Ведь всего и делов-то — установить истину; честно, объективно, беспристрастно. И принять ее, какой бы она ни была, и не пытаться уничтожить ее субъективными интерпретациями. Неважно в данном случае, что оправдание одного жалкого, неумного иноверца Бейлиса может в перспективе подорвать реноме всей гигантской империи, всей ее следственной и судебной машины; вольно ж было этой империи ставить всю свою мощь на такую сомнительную карту, как слух о еврейских кровавых жертвоприношениях! Неважно, что на стороне Бейлиса все либералы, которые, честно говоря, особой симпатии не вызывают. Неважно даже, что против Бейлиса — весьма талантливые люди в диапазоне от профессора-физиогномиста Сикорского до публициста и философа Розанова. А только то и важно, что Мендель Бейлис, приказчик кирпичного завода крещеного еврея Зайцева, не убивал мальчика Андрюшу Ющинского, а убила его банда киевских воров по приказанию скупщицы краденого. Важно, что страшный тюк, лежавший у нее в комнате и не дававший ей заснуть по ночам, был ковер с завернутым в него телом Андрюши Ющинского. Что воры, на следующую ночь после убийства отправившиеся грабить аптеку, делали это исключительно для того, чтобы отвлечь следствие от главного преступления. Вот это важно — а не исторический, общественный или национальный контекст. И потому Короленко взялся за это дело — и выиграл его, не думая о том, что проистечет из этого для России. Россия сама виновата, если истина для нее убийственна.
6
Он умер в Полтаве 25 декабря 1921 года, в невеликом еще по нынешним временам возрасте, 68 лет от роду. И дальше с ним стало твориться непонятное.
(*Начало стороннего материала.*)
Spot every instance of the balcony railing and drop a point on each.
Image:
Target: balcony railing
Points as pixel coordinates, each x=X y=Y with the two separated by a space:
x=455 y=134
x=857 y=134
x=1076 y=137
Ленин писал Горькому еще во время гражданской войны, что хорошо бы Короленко посадить, если он не понимает смысла красного террора: ведь сравнительно небольшими жертвами можно избежать миллионных! Ленин плохо понимал, что в России эта арифметика не работает: начинают со сравнительно небольших жертв, заканчивают гекатомбами, и все во имя милосердия. Переписка Короленко с Луначарским не могла пройти даром обоим: Луначарский умер в опале, почетной дипломатической ссылке — и нет оснований сомневаться, что в конце тридцатых не уцелел бы,— а Короленко хоть и издавали, но два главных обстоятельства его биографии — участие в деле Бейлиса и письма в большевистскую верхушку с описанием беззаконий на местах — старательно замалчивались. В результате издавались и переиздавались как раз слабейшие его тексты, а главные оставались в тени (последнюю переписку в СССР вообще не печатали до 1987 года). Поскольку на первый план в истории русской общественной мысли выдвинулся задним числом марксизм — которого в девятисотые годы большая часть интеллигенции попросту не принимала всерьез, увлекаясь куда более интересными учениями,— заслуги Короленко в редактировании «Русского богатства» тоже были известны единицам. Страсть к истине — вне страсти к выгоде — была объявлена объективизмом, абстрактным гуманизмом и много чем еще. Обаятельнейшая фигура русской прозы и истории была, по сути, оттеснена на дальнюю, пыльную полку.
Время вспоминать Короленко. Время перечитывать его автобиографию, прозу, публицистику. Он живее всех живых напоминает о том, что душевным здоровьем, твердостью и бодростью можно победить сколь угодно властный морок; что эпоха, болезненная и гнилая, никого из нас не оправдывает; что универсальными опорами человека в мире являются семья, работа, хобби, дом, вера в свои силы и верность закону; что истина превыше всего и никто не смеет приватизировать ее. Все это так просто! — а вот поди ж ты, другого столь успешного защитника этих ценностей, рыцаря, не требующего благодарности, в российской истории последних двух веков попросту не было. Дурное общество, что сказать. Кстати, экранизация этой повести — фильм Киры Муратовой «Среди серых камней» — в 1984 году был изрезан и даже в этом изрезанном виде не выпущен. Сходства их пугали, что ли?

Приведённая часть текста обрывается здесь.